How great the value of that blood! Do you think the blood of any mere creature could establish anything like that? No, it was none less than this One who has made peace and removed from before God all the disturbing elements, and only awaits the time when He will come forth in power, and establish the whole of God’s universe, and bring about a world in which God will find His rest for ever and ever. This you get prefigured in the day of atonement in Israel when the high priest carried in the blood and sprinkled it on the mercy-seat, and then from that point came forth and reconciled the tabernacle, the figure of the universe. How great and glorious the Person who undertakes to reconcile all things to God.

The blood is on the mercy-seat so that God can look out now and carry on His blessed will, nothing can stand in the way of God accomplishing every iota of His will, and He owes it all to this glorious Person. There is a verse in the second chapter which puts it as a present fact, “in him dwells all the fulness of the Godhead bodily”, Col 2: 9. The first chapter speaks of what is past, and the second chapter speaks of what is true now in Him as Man in heaven—“in him dwells all the fulness”. The fulness of God dwelling in a Man! It is too great for our finite minds, but we can believe it and accept it. To deny it is to deny the Christ of God.

Hebrews 1: 1-14

The object of the Spirit of God in setting forth the glory of the Person here is to emphasise the greatness of that which God is speaking today. The Jewish system was established on what was spoken by Moses. Judaism was a divine system, and these Jewish believers found it very difficult to break away from the system that had been established by God, and to embrace the glad tidings of the grace of God, and therefore the apostle lays such stress on the greatness of the Person by whom God is speaking today, and he says in the next chapter, if those who despised the word of God in the past received a just recompense of reward, “how shall we escape, if we neglect so great salvation; which at the first began to be spoken by the Lord, and was confirmed unto us by them that heard him”. Now in order to call attention to the greatness and importance of what God is speaking today (not by Moses or the prophets) but by the Son, He says, “Who being the brightness of his glory”, the effulgence of the glory of God. A Man, a blessed Man, and yet so great in His Person that he could be the effulgence of the glory of God; every ray and every part of divine glory shone out in that blessed Person. The express image of His Person, corresponding to what we were considering in Colossians, and upholding all things by the word of His power. This is Jesus, the One we know as Jesus, the Christ our Lord! How glorious He is!

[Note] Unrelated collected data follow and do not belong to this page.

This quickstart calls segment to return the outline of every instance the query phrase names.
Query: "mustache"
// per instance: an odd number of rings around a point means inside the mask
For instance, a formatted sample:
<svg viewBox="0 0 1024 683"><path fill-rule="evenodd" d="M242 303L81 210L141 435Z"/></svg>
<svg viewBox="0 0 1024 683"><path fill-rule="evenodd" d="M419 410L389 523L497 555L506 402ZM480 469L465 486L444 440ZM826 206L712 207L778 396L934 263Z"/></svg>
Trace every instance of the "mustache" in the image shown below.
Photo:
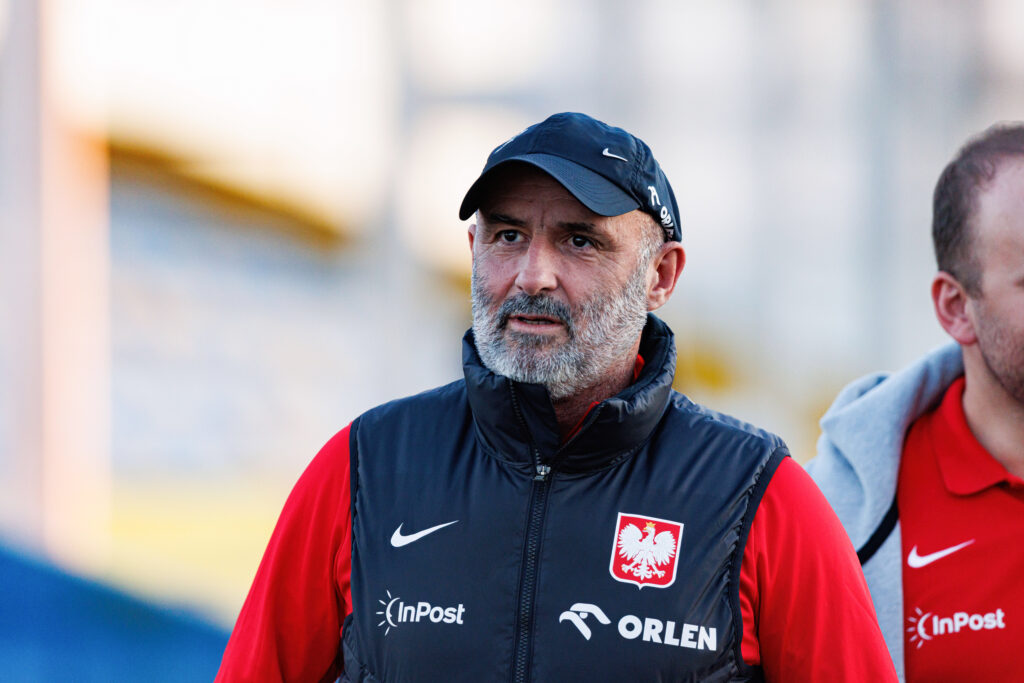
<svg viewBox="0 0 1024 683"><path fill-rule="evenodd" d="M505 299L498 308L498 328L503 329L508 319L514 315L539 315L554 318L565 325L572 334L572 311L569 307L543 294L529 295L520 292L510 299Z"/></svg>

Why do not these great orbs we see in the heavens come into collision with each other? They are held by the word of His power. There is a Man in heaven who upholds all things by the word of His power. It says, “having made by himself the purification of sins, set himself down”, as One who had a divine title, on the throne of the majesty in the heavens; having accomplished the work, He Himself goes back and takes that place which was His from eternity. Would any creature dare to do that? or any angel? or archangel? He came down to do the will of God on the earth, and having done it, He went back, and sat Himself down at the right hand of the majesty on high. When it is a question simply of what He had done as Man, God answers it by raising Him from the dead and exalting Him, but that is not the point here, as it is the desire of the apostle to bring out the greatness of the Person, the One who could go back and set Himself down on the right hand of the majesty on high.

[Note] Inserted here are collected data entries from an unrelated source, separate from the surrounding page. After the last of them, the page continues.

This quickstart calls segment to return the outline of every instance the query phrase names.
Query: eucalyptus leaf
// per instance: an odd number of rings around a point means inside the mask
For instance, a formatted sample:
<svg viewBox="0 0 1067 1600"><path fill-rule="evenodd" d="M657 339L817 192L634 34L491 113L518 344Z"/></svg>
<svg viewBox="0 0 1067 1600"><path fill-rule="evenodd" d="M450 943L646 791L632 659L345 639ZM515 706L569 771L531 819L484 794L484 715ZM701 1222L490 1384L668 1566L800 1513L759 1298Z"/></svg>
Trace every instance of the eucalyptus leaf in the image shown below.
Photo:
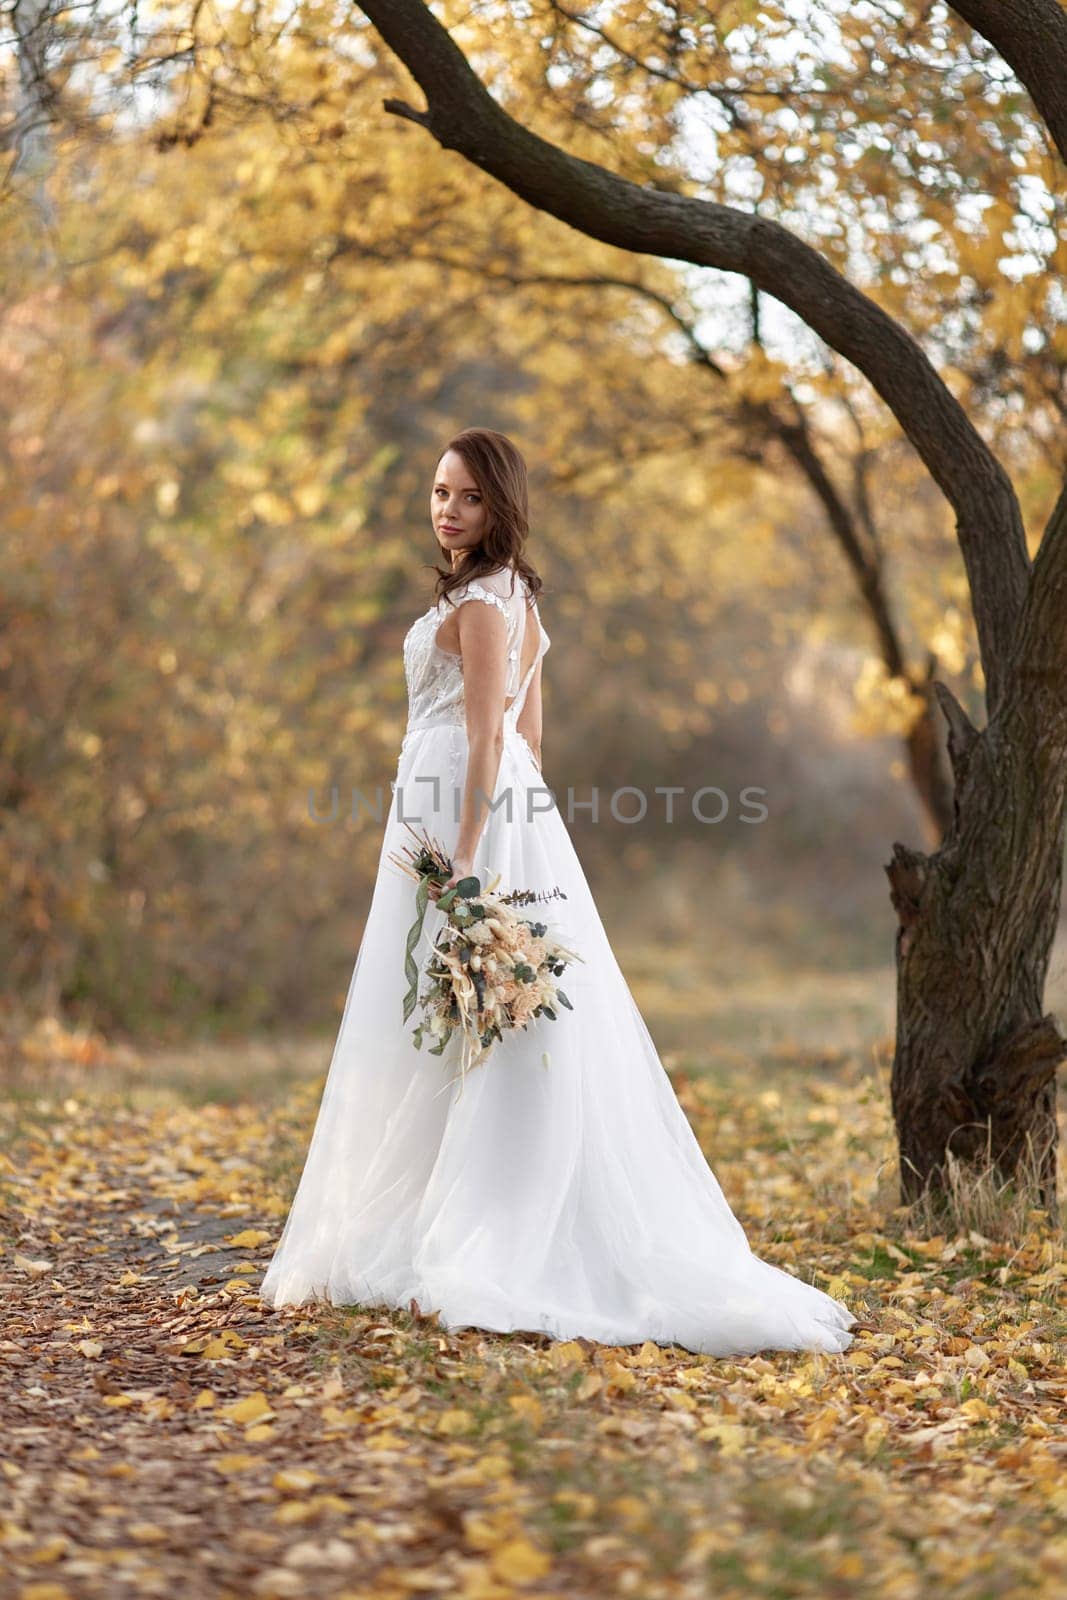
<svg viewBox="0 0 1067 1600"><path fill-rule="evenodd" d="M404 976L408 980L409 988L404 996L404 1021L406 1022L414 1011L419 997L419 969L415 965L414 949L422 935L422 925L426 920L426 907L430 903L430 884L427 878L420 878L418 888L415 890L415 921L408 929L408 936L404 948Z"/></svg>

In this chapter the apostle established the truth of His personal glory as the Son, by quotations from the Psalms, but it is remarkable that they all apply to Him in Manhood; God addressing Him as Man. He was always the Same, the same Eternal One, the I AM from eternity. As He said to the Jews—“Before Abraham was, I am”, John 8: 58. It is in the estate of manhood that all these passages are addressed to Him. “Thy throne, O God, is for ever and ever”, Ps 45: 6. He is the Same, yesterday, today, and for ever. Foolish and ignorant men are ashamed to acknowledge the divinity of this Person. Speaking of all that He created, it says, “They shall perish, but thou shalt endure; yea, all of them shall wax old like a garment, and as a vesture shalt thou change them … But thou art the same”, Ps 102: 26. The apostle Peter says the “heavens shall pass away with a great noise”, 2 Pet 3: 10. The One who created them, will roll them up as a scroll to make room for a new heavens and a new earth, and God will then have all His rest and pleasure eternally. He is the “I AM ” of the Old Testament, as He says to the unbelieving Jews, “Before Abraham was, I AM”. “The Same is another form of it. This is the Christ of God, this is Jesus; this is the One whom God has made Lord and Christ. You may say you love the Lord Jesus, but what is He to you? A mere man? The Lord Jesus to me is God over all, blessed for ever more. I think of Him coming down in His love unto man’s estate and taking my place in death, but that Blessed Man is God over all, blessed for evermore. We own Him as such, we worship Him as such. Is this the Christ you have? If not, you have a false Christ, and thousands have. God deliver every one of us from it. This blessed Person is One who is God over all, blessed for ever. Amen.